La rivalité Messi-Ronaldo est considérée en elle-même comme un monument du football de ces dernières années et dépasse les frontières espagnoles. Imaginer une nouvelle saison de Liga sans les deux ovnis du foot actuel était encore inconcevable avant cet été et le départ du portugais pour la Juventus. Sauf que depuis le 13 juillet dernier et le transfert de leur joueur aux 450 buts chez la Vieille Dame, les supporters madrilènes appréhendent la saison actuelle. Une année sans CR7 certes, mais aussi sans Zinedine Zidane qui leur a permis de rafler les 3 dernières Ligue des Champions. Ce qu’on imaginait moins, c’est l’indisponibilité de Leo Messi, blessé au bras lors de la victoire du Barça sur Séville le 20 octobre dernier. L’argentin devrait manquer encore deux semaines aux catalans. Autre grand absent, à ne pas négliger, Iniesta, parti au Japon cet été et qui a si souvent marqué le Clasico de son empreinte.
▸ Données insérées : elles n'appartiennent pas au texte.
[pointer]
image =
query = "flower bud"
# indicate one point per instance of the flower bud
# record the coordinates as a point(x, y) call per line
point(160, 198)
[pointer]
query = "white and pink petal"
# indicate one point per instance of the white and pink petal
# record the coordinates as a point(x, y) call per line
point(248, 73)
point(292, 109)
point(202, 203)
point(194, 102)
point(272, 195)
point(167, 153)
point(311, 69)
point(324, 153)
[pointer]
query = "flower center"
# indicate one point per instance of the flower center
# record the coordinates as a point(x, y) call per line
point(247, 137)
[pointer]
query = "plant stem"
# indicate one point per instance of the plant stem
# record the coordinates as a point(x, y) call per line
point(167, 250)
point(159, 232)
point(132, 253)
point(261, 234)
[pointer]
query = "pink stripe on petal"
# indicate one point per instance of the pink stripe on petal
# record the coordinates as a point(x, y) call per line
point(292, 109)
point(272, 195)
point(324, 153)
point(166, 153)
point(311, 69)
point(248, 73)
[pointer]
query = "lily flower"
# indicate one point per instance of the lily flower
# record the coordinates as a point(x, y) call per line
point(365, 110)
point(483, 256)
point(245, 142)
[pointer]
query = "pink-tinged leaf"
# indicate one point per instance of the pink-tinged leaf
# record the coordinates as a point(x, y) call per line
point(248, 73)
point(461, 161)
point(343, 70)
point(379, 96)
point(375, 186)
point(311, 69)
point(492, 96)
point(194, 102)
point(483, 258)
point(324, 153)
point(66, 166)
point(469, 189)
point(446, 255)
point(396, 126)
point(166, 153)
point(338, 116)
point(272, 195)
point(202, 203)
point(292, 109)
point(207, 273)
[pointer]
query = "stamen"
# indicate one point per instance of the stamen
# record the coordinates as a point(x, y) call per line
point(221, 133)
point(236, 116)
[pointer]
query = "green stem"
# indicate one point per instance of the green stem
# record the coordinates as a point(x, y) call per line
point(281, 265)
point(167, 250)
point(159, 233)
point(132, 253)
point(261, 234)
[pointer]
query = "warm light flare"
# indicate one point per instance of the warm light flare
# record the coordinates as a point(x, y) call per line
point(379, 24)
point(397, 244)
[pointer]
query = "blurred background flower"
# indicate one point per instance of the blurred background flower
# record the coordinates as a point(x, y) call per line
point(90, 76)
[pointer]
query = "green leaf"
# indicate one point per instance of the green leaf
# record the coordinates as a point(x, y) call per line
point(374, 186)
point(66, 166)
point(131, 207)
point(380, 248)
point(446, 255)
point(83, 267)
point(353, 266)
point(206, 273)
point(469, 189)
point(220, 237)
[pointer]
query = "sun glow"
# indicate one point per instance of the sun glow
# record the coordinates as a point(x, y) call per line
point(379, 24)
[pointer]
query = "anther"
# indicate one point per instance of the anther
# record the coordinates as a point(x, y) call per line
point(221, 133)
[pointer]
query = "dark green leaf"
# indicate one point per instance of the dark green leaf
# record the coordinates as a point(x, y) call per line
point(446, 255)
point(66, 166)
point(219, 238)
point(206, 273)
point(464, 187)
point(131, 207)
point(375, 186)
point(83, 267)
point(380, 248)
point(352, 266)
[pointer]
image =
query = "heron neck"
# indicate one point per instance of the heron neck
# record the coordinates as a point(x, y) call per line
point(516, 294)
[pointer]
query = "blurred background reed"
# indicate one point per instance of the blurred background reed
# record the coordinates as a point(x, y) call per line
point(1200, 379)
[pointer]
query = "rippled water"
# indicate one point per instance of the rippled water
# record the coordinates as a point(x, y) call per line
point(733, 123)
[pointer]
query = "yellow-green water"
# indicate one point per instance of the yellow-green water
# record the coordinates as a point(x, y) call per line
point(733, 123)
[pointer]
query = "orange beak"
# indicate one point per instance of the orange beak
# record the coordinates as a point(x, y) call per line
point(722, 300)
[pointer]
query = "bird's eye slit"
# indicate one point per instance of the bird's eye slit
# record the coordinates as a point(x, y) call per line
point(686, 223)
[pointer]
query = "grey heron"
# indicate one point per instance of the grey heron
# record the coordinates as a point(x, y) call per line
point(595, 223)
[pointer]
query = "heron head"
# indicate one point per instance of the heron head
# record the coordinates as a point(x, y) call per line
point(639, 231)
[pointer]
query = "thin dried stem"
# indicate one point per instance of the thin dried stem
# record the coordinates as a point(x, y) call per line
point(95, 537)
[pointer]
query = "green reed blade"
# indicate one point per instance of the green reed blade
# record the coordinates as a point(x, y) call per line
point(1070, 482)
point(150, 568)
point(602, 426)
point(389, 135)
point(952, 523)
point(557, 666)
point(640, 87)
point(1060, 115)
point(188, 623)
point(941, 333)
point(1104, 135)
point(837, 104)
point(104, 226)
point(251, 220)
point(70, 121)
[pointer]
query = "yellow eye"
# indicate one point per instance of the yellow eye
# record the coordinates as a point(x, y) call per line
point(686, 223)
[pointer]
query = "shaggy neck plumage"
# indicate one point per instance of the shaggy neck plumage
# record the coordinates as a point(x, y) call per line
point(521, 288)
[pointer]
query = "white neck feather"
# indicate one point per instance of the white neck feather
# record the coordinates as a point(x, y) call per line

La Liga, et ses favoris qui déçoivent

Il faut replacer le match dans son contexte : dans le championnat, le Real inquiète en réalisant le pire début de saison en Liga de son histoire avec seulement 4 victoires en 9 matchs et des défaites contre Levante, Alaves, ainsi qu’une gifle 3-0 contre le FC Séville. En parallèle, le Barça est déjà en tête de l’exercice ex-aequo avec son rival catalan de l’Espanyol. Mais sans pour autant être étincelant, une victoire seulement lors des cinq derniers matchs et des performances décevantes pour les blaugranas ternissent le tableau. Autre favori, l’Atletico Madrid réalise un début de saison timide en championnat, cinquième avec déjà 4 matchs nuls.

Et alors ce match ?

Et bien les catalans sont donnés favoris, d’une part car la rencontre aura lieu au Camp Nou, et on sait en France à quel point ce stade peut transcender la rencontre (désolé les parisiens, on remue le couteau dans la plaie). De plus, l’absence de Messi sera comblée par une attaque efficace menée par un Suarez, certes moins bien depuis quelques mois, mais qui sait se montrer tranchant dans les grands matchs. D’autre part, la situation à Madrid, au-delà des résultats sportifs, inquiète. On ne cessera de le répéter mais les départs de Zizou et Ronaldo ont marqué le jeu du Real. Karim Benzema aurait même récemment admis en interview que le système offensif reposait uniquement sur le portugais. Cela peut sonner comme une excuse facile de la part du français, visé par les critiques après une entame de saison catastrophique et cette déclaration reste à vérifier, mais on constate quand même que l’animation tactique et offensive de l’équipe en a pris un coup.

Des enjeux de taille pour le Real

En championnat déjà, les Merengues pointent à 6 places de leurs rivaux, et une défaite cet après-midi les retarderait énormément dans la course au titre. Le groupe lui aussi est en crise et l’image d’un Sergio Ramos, qui passe ses entraînements à râler sur ses coéquipiers, ne laisse rien présumer de bon pour le club. Quand est-ce que le Real sortira de cette période sombre ? Quel sera le joueur qui apportera la lumière à Madrid ? Bale, Modric ou Marcelo peuvent-ils endosser le rôle de leader, ou faut-il faire venir Hazard ou Neymar, toujours dans le viseur de Perez ? De plus, la place de Lopetegui est vivement menacée, l’ex sélectionneur espagnol est sur le point de se faire virer deux fois en quatre mois, beau palmarès pour le coach – si on peut appeler ça un coach. – Son poste tient sur ce match et il n’a pas le droit à l’erreur.

Mais El Clasico reste El Clasico

Déjà parce que la saison est longue et que les deux équipes restent les candidats les plus sérieux face au titre avec l’Atletico. De plus car on pourrait assister à des révélations côté merengues, avec des joueurs comme Isco, Asensio ou encore Vinicius Jr, qu’on connaît très bien mais qui pourraient passer dans une autre dimension à l’image de Lionel Messi et de son triplé lors d’un Clasico, un soir de mars 2007, qui l’a fait entrer dans la légende. Ce match s’annonce palpitant, mais sonnera différemment. Et après tout c’est ça aussi la beauté du football, le changement, le renouvellement, et la transmission entre les générations qui font vivre ce sport.

Rendez-vous donc à 16h15, ce dimanche, sur BeIn Sports pour le moins classique des Clasicos.